Theresa J. Ochoa
Thomas G. Cleary
Yersinia enterocolitica produces acute gastroenteritis in younger children and mesenteric adenitis in older children. It also has been associated with a variety of extraintestinal manifestations. Although initially reported in the cooler regions of Europe and North America, the organism has been recognized worldwide as a cause of human infection.
ETIOLOGY AND EPIDEMIOLOGY
The genus Yersinia belongs to the family Enterobacteriaceae. Three of the eleven species are pathogenic to humans: Y. pestis, Y. enterocolitica, and Y. pseudotuberculosis.
Y. enterocolitica is an oxidase-negative, nonlactose-fermenting, aerobic, gram-negative coccobacillus. It ferments glucose, galactose, and mannose; reduces nitrates; and does not produce hydrogen peroxide. The organism is motile at 22°C to 25°C but not at 37°C. These properties help to differentiate it from Y. pestis and other Enterobacteriaceae. Y. enterocolitica grows well on ordinary media, such as blood, MacConkey medium, heart infusion, and Salmonella-Shigella agars, although a selective agar medium has been developed specifically for its isolation. Y. enterocolitica strains have been differentiated into approximately 70 serogroups (based on somatic O antigens) and six biotypes. Eleven of the serogroups of Y. enterocolitica commonly cause human disease. Most animal and environmental isolates are avirulent for humans. Biogroups 1B, 2, 3, 4, and 5 are associated with human infection. Biogroup 1A includes nonpathogenic environmental isolates. Serologically, the most frequent serogroups associated with human infection are 0:3, 0:5, 27, 0:8, and 0:9.
Y. enterocolitica is widespread in nature. It is present in the gastrointestinal tract of wild and domestic mammals, in the environment (surface water, sewage), and in certain foods (meats, dairy products, seafood, and vegetables). Most of the known pathogenic biogroups are associated with definitive animal hosts, especially the pig. In case-control studies, a correlation has been demonstrated between infection and the consumption or handling of raw or undercooked pork products such as chitterlings.
Gastrointestinal infection with Y. enterocolitica appears to be most common in developed countries within the temperate zones. Most cases occur during the winter. The organism is cold-adapted and capable of multiplication at low temperatures. Water- and food-borne infections have been documented, as has person-to-person transmission in family and community outbreaks. The significance of food-product contamination during processing is underscored by the organism’s ability to grow in properly refrigerated food, including raw and cooked meat and milk.

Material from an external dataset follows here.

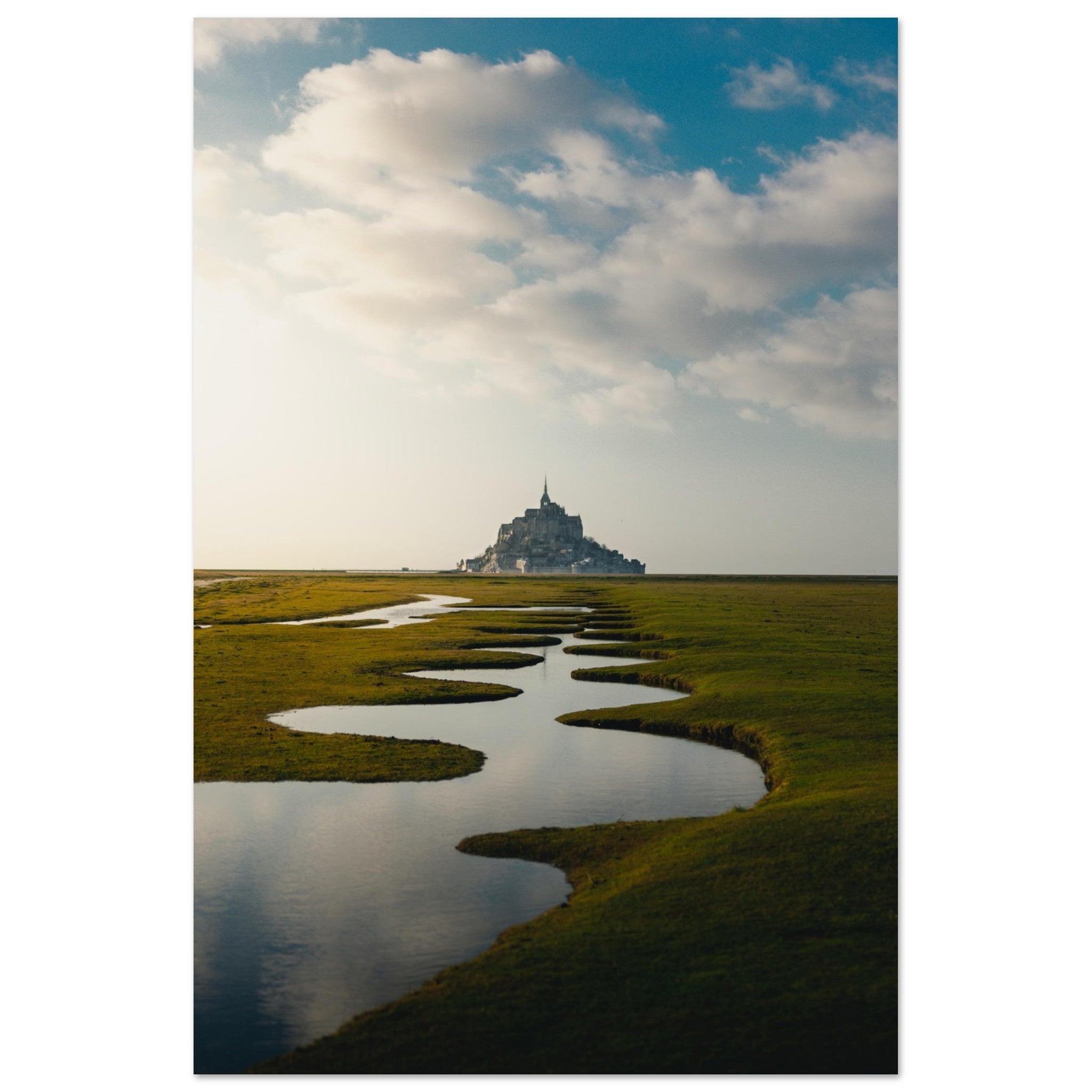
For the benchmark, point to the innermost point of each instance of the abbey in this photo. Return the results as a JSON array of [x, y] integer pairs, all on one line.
[[547, 540]]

Y. enterocolitica has emerged as a significant cause of transfusion-associated sepsis. Factors contributing to this are the ability of the bacterium to multiply at 4°C and to utilize iron liberated from aging erythrocytes.

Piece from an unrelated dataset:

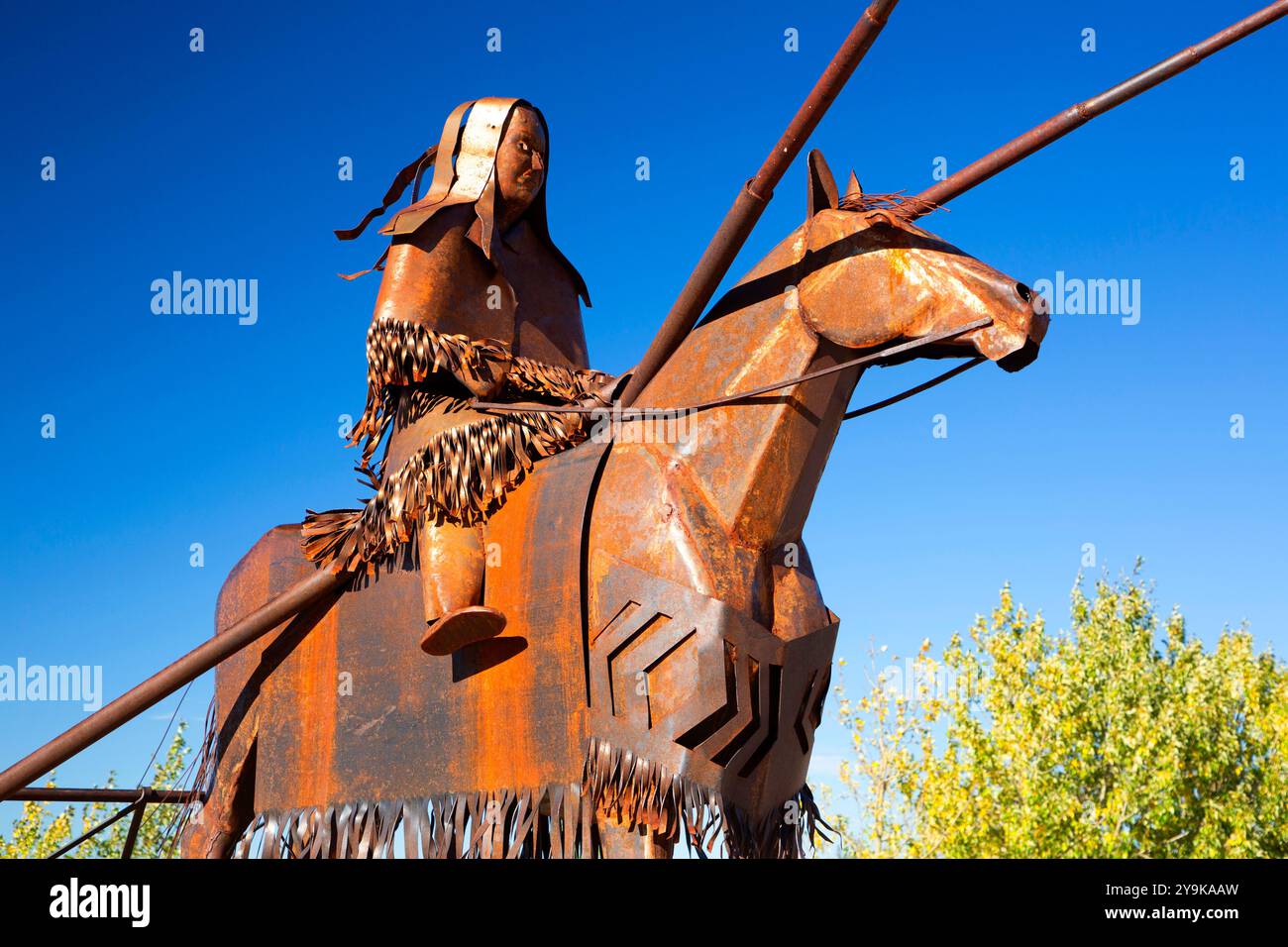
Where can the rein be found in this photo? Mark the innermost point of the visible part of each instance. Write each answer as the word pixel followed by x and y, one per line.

The incubation period for intestinal infection is typically 4 to 6 days, varying from 1 to 14 days. The excretion of the bacteria in stools continues for a few weeks after cessation of the symptoms.

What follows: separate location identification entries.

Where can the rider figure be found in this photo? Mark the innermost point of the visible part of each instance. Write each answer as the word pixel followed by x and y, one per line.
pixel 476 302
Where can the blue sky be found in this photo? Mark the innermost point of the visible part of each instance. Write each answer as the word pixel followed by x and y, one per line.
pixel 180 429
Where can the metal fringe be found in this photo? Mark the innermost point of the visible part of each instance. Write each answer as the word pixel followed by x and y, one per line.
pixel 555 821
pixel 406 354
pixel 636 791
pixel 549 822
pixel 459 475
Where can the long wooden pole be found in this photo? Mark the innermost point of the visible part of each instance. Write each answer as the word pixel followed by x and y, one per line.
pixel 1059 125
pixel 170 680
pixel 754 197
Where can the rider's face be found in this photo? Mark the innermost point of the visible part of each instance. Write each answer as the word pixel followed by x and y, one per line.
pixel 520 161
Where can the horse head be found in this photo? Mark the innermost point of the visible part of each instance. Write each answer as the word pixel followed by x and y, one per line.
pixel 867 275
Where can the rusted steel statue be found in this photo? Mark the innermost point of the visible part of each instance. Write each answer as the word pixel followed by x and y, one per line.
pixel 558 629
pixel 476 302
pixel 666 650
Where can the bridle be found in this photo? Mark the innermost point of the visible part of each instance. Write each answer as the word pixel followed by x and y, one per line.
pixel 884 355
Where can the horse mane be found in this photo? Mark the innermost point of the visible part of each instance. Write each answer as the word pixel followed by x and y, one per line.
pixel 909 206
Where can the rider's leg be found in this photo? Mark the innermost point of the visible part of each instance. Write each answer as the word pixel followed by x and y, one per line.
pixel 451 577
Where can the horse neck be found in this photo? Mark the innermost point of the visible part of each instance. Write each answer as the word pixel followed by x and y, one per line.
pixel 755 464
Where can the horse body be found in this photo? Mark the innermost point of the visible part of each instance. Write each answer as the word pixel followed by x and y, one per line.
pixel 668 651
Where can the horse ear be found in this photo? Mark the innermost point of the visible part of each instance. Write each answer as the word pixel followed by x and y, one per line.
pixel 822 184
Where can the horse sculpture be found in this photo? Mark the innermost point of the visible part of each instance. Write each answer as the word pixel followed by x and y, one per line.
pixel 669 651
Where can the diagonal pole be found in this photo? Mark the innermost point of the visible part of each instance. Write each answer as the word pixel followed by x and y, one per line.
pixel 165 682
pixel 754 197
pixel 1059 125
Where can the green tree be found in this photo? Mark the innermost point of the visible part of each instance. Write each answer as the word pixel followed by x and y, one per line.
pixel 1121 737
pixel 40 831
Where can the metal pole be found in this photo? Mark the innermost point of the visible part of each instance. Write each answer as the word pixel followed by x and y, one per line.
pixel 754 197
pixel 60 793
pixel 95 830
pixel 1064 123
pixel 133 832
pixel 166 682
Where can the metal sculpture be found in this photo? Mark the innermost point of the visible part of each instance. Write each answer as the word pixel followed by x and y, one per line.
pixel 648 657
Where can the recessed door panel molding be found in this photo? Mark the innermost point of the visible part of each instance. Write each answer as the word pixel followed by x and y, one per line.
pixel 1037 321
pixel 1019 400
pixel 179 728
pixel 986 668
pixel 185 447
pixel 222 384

Y. enterocolitica usually causes diffuse inflammation of the ileum and colon, with infiltrates in the lamina propria and superficial ulcerations in the terminal ileum and colon. Mesenteric lymphadenitis, with reactive germinal centers and sometimes microabscess formation, often is associated. In most cases, the appendix is grossly and histologically normal or shows only mild inflammation.
The usual route of acquisition of Y. enterocolitica is through the ingestion of food or water contaminated with the bacteria. Prior to the initiation of an infectious process, this microorganism undergoes a temperature adaptation in the human host, making use of both chromosomal and plasmid-associated virulence determinants that are temperature regulated. Once attached to M cells (overlaying Peyer patches), the bacteria penetrate these cells to gain access to and multiply in adjacent tissue. The pathogenic strains carry a plasmid for Yersinia virulence (pYV) coding for virulence proteins such as the Yersinia outer proteins (Yops) and the Yersinia adhesion A (YadA). These strains also express chromosomally encoded virulence factors including enterotoxins and those proteins related to invasion and serum resistance. Pathogenic Yersinia species share the Yop virulon, which is the core of the Yersinia pathogenicity machinery. The Yop virulon is an archetype of the Type III Secretion System, which enables bacteria to secrete and inject bacterial proteins into the cytosol of eukaryotic host cells. The Yops perturb the cytoskeleton, disrupting phagocytosis and blocking the production of proinflammatory cytokines, thus favoring the survival of the invading Yersinia. In addition, pathogenic Yersinia species produce antiinflammatory proteins.